I had a 3-day arbitration starting  in Seattle involving a large dispute with a franchise business scheduled for the next morning, with opposing counsel that had flown in from out of state. I had talked to Dad on the phone about 6 pm and he was with Melissa and seemed ok. After going to bed I was awakened with a call from Melissa in the middle of the night  that Dad was unconscious, and the fireman were on the way. When I got there the fireman were still working on Dad and I knelt beside him and prayed for him. The fireman couldn’t get Dad to respond but took him to Good Samaritan hospital  I drove to the hospital and sometime around 4 am the death was confirmed. I was by myself and not doing well when a janitor noticed me and took time to ask me if  I was okay. He asked me if I would like him to pray with me and I was grateful for his offer. After praying together, the janitor asked me not to tell anyone at the hospital as they were instructed not to get involved with hospital visitors or patients. I drove home and told Patty that dad had died and made calls to Barb, Monica and must have learned that you were at the mountain, as I asked Patty to call Pat Kennedy to let you know about Dad's death. l knew I couldn't handle the trial that day but called the associate that I had help me put together the brief and exhibits and met him at the office and prepared him for the first day of trial. I called my client who I had known quite well and represented for a number of years told him of Dad's death, and that the associate would handle the first day and I would be there the following 2 days. The trail was very critical to the client’s financial success and he couldn’t understand why I could not show up for the first day of trial. Along with this I made calls to Barbara and Monica but couldn't reach you but must have learned you were at the mountain as I asked Patty to call Pat Kennedy to let you know.  You may not have had phone service at the mountain at that time.          I have had to work at not letting my sympathetic emotions  show at times over the years, but  at times while reading a good book or watching an  exceptional movie I will involuntarily become teary eyed which I think must come from Dad's side. 
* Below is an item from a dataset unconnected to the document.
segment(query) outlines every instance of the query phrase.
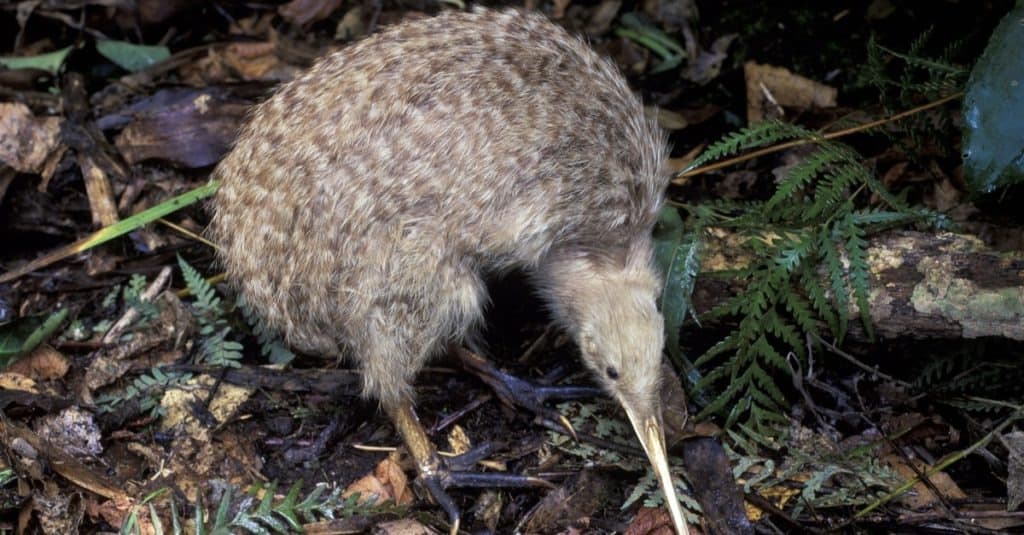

Lita’s sister Monica says: .  I remember when I found out dad died, I had just got back from a trip to Reno.  Holly and Rich met us at elks lodge where the bus pulled in.  They didn't call us while on the trip as they knew we would be back the day after it happened.  So very sad but we all have to go through loss in our life and at our age we will be the ones going, leaving our love ones to remember and wipe away the tears. Time marches on!